Heat transfer vinyl or HTV is incredibly easy to use, and with more ways to cut out designs than ever, more crafters are using it for their DIY projects! Here’s how you can ensure that every HTV craft comes out a success.
What You Need To Properly Iron On HTV
Before heating the iron, make sure you have the following items:
Look at the steam holes on your iron. These determine where the heat comes from, and you'll want it on a nice flat, even surface. Some models have holes all in the middle, but you want them to be on the outside or have no holes at all! When they’re bunched in the middle, the result will be uneven.
- A sturdy surface, like a table
- A mat or towel to protect the surface beneath your project. If you’re using HTV often enough, think about investing in a heat transfer pillow.
- Heat transfer vinyl
- A Teflon sheet, towel, or multiuse paper to protect your iron.
- And of course, the material you're putting vinyl on!
Check The Heat Setting
If you’ve determined the iron is good to use, the next part to check is the heat setting. Many crafters think that heat transfer vinyl needs a lot of heat and that the longer they apply it, the better the result will be. This isn’t true! The reality is that more heat will ruin the heat transfer vinyl’s adhesive. Many types of HTV won’t need more than 300 degrees Fahrenheit but check with the supplier information to be sure.

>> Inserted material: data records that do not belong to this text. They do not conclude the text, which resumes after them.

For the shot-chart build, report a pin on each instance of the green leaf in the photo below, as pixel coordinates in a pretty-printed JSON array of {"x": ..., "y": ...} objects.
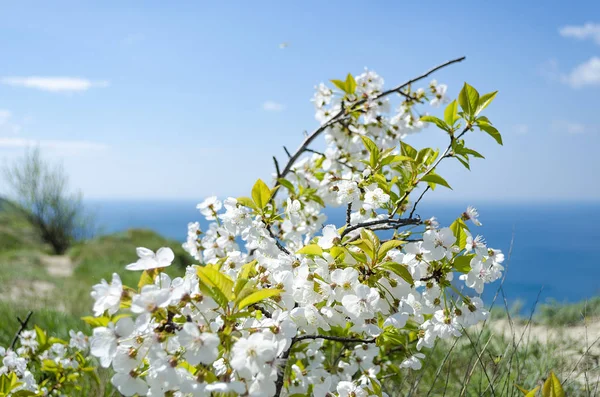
[
  {"x": 310, "y": 249},
  {"x": 211, "y": 277},
  {"x": 463, "y": 162},
  {"x": 247, "y": 269},
  {"x": 435, "y": 178},
  {"x": 408, "y": 150},
  {"x": 257, "y": 296},
  {"x": 350, "y": 84},
  {"x": 372, "y": 148},
  {"x": 400, "y": 270},
  {"x": 552, "y": 387},
  {"x": 287, "y": 184},
  {"x": 468, "y": 99},
  {"x": 491, "y": 130},
  {"x": 463, "y": 263},
  {"x": 96, "y": 321},
  {"x": 388, "y": 246},
  {"x": 261, "y": 194},
  {"x": 451, "y": 113},
  {"x": 472, "y": 153},
  {"x": 396, "y": 159},
  {"x": 42, "y": 338},
  {"x": 340, "y": 84},
  {"x": 247, "y": 202},
  {"x": 485, "y": 100},
  {"x": 23, "y": 393},
  {"x": 370, "y": 238},
  {"x": 458, "y": 228},
  {"x": 49, "y": 366},
  {"x": 147, "y": 278},
  {"x": 528, "y": 393},
  {"x": 440, "y": 123}
]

Once you’ve got the iron’s heat setting down, you’re almost ready to apply the HTV! Prepare your fabric by ironing it first so that it’s nice and smooth with no wrinkles that would affect the final product. While the material is warm, fold it in half and press it down to make a line down the middle. You’ll need this as a guide!
Applying The HTV
Once you’re ready, take your heat transfer vinyl and, with the sticky side facing out, lightly fold it in half. This won’t ruin your vinyl, but the fold in it will help you line up the design with the line you’ve made on your material. This will make sure the vinyl is straight!
Next, put Teflon sheet, towel, or multiuse paper on top of your HTV; this will protect your iron from getting melted vinyl on it. Press down firmly but not too hard for about 10 to 15 seconds. If the iron didn’t cover the entire design, don’t worry - press it down on these parts, even if they overlap. Press these areas for 10 to 15 seconds also.
Once you’ve pressed all the HTV, you can peel off the vinyl’s carrier sheet. Check to see what kind of peel the HTV recommends; you can peel most types whether they're hot or cold. Once you've peeled the carrier sheet, you’re finished! The process is very easy - just make sure to use the right heat setting and the proper amount of pressure!